Maar wat Bosch nu werkelijk dacht? Wat bijvoorbeeld de rol van de vele uilen in zijn werk is? Speculaties genoeg. Of het ei? Of de pijl? Hoe hij ertoe kwam de gekruisigde Julia te schilderen? Had hij een bijna-dood ervaring, zoals zijn Vlucht naar de hemel suggereert? Niemand schiep meer raadselen dan hij. En is dat niet het hoogste wat een kunstenaar kan bereiken?

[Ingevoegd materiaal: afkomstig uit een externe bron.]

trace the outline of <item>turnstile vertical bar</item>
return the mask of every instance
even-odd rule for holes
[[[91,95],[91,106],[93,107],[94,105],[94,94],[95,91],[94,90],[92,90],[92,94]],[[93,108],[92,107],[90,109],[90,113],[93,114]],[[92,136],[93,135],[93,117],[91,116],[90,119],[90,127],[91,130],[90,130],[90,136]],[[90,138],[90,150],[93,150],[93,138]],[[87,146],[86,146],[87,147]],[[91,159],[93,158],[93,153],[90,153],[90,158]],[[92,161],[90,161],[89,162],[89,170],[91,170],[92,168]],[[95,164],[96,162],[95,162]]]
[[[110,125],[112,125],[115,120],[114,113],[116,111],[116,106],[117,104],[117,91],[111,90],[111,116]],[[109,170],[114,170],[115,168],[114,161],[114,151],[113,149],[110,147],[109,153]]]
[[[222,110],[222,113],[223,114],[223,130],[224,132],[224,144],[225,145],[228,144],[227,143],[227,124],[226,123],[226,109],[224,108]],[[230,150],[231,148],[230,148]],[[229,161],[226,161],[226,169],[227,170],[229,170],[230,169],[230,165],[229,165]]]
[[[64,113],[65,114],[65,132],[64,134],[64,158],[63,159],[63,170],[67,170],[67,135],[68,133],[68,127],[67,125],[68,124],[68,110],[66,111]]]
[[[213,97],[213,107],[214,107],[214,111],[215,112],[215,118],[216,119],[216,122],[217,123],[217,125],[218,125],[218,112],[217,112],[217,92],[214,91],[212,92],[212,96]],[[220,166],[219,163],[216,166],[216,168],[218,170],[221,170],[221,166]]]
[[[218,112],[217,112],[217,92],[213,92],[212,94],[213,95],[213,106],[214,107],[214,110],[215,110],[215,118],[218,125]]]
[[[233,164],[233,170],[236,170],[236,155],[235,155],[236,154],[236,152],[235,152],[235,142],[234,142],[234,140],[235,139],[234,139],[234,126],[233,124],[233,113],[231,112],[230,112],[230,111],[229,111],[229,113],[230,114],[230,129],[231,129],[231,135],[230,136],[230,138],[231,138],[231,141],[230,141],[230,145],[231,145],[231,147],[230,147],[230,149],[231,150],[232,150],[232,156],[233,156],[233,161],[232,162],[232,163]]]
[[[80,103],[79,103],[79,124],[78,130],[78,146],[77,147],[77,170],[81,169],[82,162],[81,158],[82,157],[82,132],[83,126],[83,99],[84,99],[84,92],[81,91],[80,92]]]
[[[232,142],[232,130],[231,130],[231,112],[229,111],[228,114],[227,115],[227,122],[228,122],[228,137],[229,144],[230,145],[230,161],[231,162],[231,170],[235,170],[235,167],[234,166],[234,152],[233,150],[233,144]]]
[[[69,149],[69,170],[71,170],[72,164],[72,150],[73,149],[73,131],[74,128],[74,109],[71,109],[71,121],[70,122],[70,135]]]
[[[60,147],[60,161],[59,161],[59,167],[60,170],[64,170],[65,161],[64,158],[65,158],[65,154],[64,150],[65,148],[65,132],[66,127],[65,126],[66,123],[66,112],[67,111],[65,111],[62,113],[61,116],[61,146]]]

In Den Bosch is een reusachtig Jeroen-spektakel in aantocht. Van 12 februari tot mei 2016 brengt het Noord-Brabants Museum een grote tentoonsteling. Wat zal daar van Bosch zelf te zien zijn? Zijn werken zijn zo kwetsbaar dat ze gewoonlijk niet weg mogen. Omdat de 'Tuin der lusten' in het Prado blijft wordt voor publiek zichtbaar gewerkt aan een reconstructie.
Maar misschien komt uit Madrid toch nog een bruikleen. De Bosch-werken in Venetië - waaronder de gekruisigde vrouw - zijn zo wrak, dat er een deal in de maak is om sommige in Nederland te laten restaureren. En te exposeren.